Politics: Murders Show Institutional Weakness
In the past month, three mayors and a former mayor have been killed. This is not, unfortunately, a new phenomenon. In the past decade, 86 mayors, former mayors, and municipal or town council members have been assassinated. Equally unfortunate is the fact that this is just the tip of the iceberg, with attacks and acts of intimidation against municipal officials numbering in the hundreds.
Violence against local officials correlates with overall levels of violence. Between 2007 and 2010, there was an initial escalation in the killings of municipal officials. The numbers declined from 2011 to 2013. Then there was a new increase in 2014, a fall in 2015, and a dramatic jump in 2016. With some variations, this mirrored the trends in homicides. But the specific trends in assassinations of such officials reflect the extent to which organized crime has increasingly focused on local governments as sources of revenue and protection for their criminal activities. And while many such killings are routinely blamed on criminal gangs, some of the murders may also be more politically motivated. It is often difficult in many instances to determine the motive.

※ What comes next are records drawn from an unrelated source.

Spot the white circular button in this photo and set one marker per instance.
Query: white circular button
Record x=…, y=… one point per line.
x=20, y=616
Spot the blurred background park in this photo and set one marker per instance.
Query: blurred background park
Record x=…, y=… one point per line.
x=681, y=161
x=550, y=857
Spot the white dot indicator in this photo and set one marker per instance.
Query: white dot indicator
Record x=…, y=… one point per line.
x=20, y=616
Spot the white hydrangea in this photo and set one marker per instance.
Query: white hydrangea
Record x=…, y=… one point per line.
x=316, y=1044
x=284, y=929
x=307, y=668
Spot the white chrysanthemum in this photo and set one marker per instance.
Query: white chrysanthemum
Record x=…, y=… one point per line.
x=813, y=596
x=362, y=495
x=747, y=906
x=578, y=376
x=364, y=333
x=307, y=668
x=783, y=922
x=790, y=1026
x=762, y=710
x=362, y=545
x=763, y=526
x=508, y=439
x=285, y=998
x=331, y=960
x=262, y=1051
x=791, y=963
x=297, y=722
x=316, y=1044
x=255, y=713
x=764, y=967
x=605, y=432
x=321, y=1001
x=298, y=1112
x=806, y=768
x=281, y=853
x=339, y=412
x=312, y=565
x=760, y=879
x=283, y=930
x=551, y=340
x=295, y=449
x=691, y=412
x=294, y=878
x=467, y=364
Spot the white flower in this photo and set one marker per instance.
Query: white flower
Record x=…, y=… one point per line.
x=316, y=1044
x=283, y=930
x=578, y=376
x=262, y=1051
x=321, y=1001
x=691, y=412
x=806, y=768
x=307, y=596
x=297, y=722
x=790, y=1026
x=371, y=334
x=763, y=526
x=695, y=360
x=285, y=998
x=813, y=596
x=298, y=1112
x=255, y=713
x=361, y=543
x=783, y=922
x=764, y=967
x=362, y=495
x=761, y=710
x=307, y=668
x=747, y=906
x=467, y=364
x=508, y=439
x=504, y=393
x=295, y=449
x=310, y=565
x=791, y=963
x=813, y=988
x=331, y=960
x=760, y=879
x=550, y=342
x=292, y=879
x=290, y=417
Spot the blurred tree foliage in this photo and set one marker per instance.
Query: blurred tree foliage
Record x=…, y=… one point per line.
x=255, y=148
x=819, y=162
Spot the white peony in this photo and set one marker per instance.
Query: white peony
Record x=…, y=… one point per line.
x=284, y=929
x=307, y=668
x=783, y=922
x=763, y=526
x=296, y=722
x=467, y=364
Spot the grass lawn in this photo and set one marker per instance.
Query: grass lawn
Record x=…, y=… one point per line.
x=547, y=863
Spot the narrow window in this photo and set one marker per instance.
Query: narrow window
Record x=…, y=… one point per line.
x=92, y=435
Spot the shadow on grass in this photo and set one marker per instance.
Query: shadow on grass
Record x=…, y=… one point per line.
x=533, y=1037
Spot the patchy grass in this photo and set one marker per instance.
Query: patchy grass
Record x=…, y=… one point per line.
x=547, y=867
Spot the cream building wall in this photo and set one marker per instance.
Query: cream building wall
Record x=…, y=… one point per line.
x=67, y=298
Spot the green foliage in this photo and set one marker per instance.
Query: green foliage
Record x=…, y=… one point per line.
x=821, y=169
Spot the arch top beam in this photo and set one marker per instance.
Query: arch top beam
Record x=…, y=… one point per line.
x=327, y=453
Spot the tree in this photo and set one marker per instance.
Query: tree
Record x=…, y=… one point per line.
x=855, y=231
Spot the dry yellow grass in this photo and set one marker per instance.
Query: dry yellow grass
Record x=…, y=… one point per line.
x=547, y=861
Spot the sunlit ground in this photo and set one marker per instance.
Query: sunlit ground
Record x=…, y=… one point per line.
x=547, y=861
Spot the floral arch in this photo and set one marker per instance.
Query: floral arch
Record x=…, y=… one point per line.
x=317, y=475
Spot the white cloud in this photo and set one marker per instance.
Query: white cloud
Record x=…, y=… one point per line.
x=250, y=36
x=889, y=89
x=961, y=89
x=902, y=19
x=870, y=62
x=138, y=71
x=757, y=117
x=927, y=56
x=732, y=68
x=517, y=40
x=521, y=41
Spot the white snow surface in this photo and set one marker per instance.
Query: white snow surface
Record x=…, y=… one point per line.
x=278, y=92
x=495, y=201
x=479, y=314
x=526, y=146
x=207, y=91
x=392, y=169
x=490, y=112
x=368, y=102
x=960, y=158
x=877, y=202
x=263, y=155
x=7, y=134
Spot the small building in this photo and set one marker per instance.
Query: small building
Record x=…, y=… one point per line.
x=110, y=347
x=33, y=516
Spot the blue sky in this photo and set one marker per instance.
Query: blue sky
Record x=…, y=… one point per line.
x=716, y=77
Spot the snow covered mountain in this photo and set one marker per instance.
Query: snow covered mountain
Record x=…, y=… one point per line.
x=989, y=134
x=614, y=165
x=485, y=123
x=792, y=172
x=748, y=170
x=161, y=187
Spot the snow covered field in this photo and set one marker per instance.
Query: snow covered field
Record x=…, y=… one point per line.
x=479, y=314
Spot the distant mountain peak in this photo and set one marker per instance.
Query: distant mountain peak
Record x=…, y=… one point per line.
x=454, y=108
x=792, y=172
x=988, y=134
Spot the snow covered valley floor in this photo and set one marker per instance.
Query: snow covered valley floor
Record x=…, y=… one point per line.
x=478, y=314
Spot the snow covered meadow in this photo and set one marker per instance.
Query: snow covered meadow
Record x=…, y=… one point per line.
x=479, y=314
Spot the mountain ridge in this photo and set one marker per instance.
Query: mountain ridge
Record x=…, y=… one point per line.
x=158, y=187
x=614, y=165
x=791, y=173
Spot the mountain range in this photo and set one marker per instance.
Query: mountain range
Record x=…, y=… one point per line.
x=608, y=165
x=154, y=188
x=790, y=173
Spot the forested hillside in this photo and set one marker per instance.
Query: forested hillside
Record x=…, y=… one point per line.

Unfortunately, local judicial authorities are relatively powerless or indifferent in the face of such criminal activity, but the killing of a mayor is extremely disruptive. Therefore, the national authorities should take extraordinary measures to protect mayors and punish attacks against them. But this is not what is happening. The task of investigating the killings of municipal officials is generally left to state prosecutors (only rarely has the Federal Attorney General’s Office exercised its right to assume responsibility for such investigations) and as a result, the killers of a mayor or city or town councilman have as much of a risk of being caught as any other murderer in the country. Only one in five homicides in Mexico leads to an arrest; the odds that the killer of a city official will get away with the murder are extremely high. What is surprising is not that some mayors are killed, but that there aren’t many more such assassinations.